Я не сразу поняла, что он имеет в виду меня. Все то время, пока попеременно говорили то Яна, то Катя, то члены президиума, я стояла за трибуной словно сторонний наблюдатель, ощущая совершенную непричастность к происходящему. Мне казалось, я смотрю спектакль, только почему-то не в зрительном зале, а на сцене.
– Так мы ждем, Завьялова.
– Я не понимаю, что вы хотите услышать.
– Передали ли вы Величко деньги за продукты, которые…
– Подождите, товарищи! – вмешался Дедов. – Дело не в деньгах, а в том, что имело место злоупотребление служебным положением. Факт передачи сумки зафиксирован свидетелем, которого мы, по понятной причине, не стали сюда вызывать. Этот факт прямо указывает на то, что Завьялова нарушила одно из основных положений Устава ВЛКСМ, а именно – запрет на нечестность и стяжательство. Нечестность в отношении своих односельчан, которым нельзя пройти за прилавок, чтобы получить колбасу вне очереди, а ей почему-то можно. Стяжательство есть синоним накопительства, привычка к приобретательству, зачастую в обход тех, кто заслужил материальные блага не меньше, а может быть, даже больше, чем сам стяжатель. Ну и наконец, моральная нечистоплотность, которая однозначно имела место. Этого более чем достаточно, чтобы исключить Завьялову из рядов ВЛКСМ и закрыть для нее возможность вступления в партию.
Я не верила ушам. Дедов просто не мог сказать такого в мой адрес. Это была бы слишком очевидная месть, на которую даже он, при всей своей «моральной нечистоплотности», вряд ли был способен. И тем не менее это происходило наяву, причем никто даже не пытался оспорить слова секретаря райкома.
Реальность превосходила все ожидания: меня разбирали на комсомольском собрании как злостную нарушительницу и собирались исключить из ВЛКСМ.
Сам по себе этот факт не имел большого значения, однако последствия могли отразиться на моей карьере не лучшим образом. Исключение из комсомола – событие чрезвычайное. Это даст пищу для новых сплетен в стационаре и общежитии. Коллеги из числа партийных подвергнут меня остракизму; не поможет даже заступничество Фаины Кузьминичны (которая, сама будучи членом партии, еще не факт что за меня вступится).
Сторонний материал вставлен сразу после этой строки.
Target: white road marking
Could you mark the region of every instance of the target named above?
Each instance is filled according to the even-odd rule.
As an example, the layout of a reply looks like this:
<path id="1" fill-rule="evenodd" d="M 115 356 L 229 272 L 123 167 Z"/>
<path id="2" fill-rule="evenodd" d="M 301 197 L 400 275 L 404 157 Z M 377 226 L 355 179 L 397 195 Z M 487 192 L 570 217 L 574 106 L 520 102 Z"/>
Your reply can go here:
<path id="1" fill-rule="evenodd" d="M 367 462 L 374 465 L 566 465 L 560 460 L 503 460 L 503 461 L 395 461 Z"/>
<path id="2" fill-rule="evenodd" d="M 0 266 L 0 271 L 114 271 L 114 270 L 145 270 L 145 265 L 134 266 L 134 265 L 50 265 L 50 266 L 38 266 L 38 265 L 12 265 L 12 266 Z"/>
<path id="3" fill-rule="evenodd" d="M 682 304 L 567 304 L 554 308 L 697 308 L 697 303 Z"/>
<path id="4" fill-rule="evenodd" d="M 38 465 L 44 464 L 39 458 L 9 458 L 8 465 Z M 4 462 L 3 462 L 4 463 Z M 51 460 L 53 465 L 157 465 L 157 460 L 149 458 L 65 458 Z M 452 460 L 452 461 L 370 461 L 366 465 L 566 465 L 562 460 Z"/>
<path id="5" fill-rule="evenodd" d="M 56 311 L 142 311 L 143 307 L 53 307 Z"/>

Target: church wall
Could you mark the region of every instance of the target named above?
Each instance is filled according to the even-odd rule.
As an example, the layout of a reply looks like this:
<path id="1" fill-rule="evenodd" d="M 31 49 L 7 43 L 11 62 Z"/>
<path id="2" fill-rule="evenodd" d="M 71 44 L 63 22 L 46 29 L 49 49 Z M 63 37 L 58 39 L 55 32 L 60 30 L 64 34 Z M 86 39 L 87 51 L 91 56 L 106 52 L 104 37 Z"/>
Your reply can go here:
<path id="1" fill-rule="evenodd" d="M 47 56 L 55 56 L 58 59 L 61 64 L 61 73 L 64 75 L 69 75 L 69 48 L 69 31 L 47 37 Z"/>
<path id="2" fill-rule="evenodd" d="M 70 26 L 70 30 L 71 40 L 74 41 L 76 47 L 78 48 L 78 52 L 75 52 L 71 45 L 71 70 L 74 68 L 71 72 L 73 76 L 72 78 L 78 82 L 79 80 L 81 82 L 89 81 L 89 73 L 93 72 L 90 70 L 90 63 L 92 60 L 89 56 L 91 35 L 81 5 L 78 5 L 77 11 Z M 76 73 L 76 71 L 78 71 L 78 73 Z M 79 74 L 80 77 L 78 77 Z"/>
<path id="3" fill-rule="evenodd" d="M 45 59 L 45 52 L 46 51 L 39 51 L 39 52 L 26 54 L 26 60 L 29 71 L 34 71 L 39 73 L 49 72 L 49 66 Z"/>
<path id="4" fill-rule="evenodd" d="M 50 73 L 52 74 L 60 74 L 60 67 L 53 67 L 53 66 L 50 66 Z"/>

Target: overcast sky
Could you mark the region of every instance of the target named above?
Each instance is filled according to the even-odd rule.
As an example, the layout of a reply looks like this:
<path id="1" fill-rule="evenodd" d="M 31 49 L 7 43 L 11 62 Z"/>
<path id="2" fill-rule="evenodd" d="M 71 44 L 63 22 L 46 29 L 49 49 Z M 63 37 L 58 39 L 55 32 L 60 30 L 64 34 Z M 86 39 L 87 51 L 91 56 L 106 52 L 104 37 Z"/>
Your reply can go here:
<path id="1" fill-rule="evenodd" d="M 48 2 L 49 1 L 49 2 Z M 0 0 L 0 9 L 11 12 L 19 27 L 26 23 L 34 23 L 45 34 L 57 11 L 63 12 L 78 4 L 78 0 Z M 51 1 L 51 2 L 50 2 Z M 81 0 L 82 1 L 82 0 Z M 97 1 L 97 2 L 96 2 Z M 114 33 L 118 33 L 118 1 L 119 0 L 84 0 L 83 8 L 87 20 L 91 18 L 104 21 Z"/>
А тут еще история с Головко, который при других обстоятельствах мог бы мне помочь, но теперь рассчитывать на это не приходилось.
В конце концов мне придется снова паковать чемоданы, но шлейф «преступницы» потянется за мной, куда бы я ни уехала, ведь при поступлении на новое место на меня прежде всего запросят характеристику с предыдущего местожительства.
И я решила бороться.
– Товарищи, можно сказать? – спросила я, постаравшись придать голосу твердости.
– Мы вас слушаем, Завьялова.
– Мой проступок несоизмеримо менее тяжкий, чем вы пытаетесь доказать. Я признаю, что воспользовалась помощью Величко, но мое служебное положение тут ни при чем. Она приходила на амбулаторный прием всего один раз, я назначила лечение и после этого не наблюдала ее в качестве пациентки. В магазин я пришла за печеньем, поэтому при себе имела мало денег. Так случилось, что Величко… – Я подняла глаза на Катю, которая сделала отчаянно-умоляющее выражение лица, и я, внезапно осознав, что она не виновата, поспешно перефразировала: —…что в этот день была ее смена, а я вспомнила, что скоро Новый год и надо бы пополнить холодильник. В отдел стояла большая очередь, а мне нужно было вернуться в библиотеку, где я оставила пособия для работы над диссертацией, вот я и попросила Величко в виде исключения обслужить меня вне очереди… В той сумке не было никаких дефицитов, только то, что лежало на витринах. Я сходила домой за деньгами и отдала их по чеку. Неужели вы всерьез считаете, что за это меня нужно исключить из комсомола?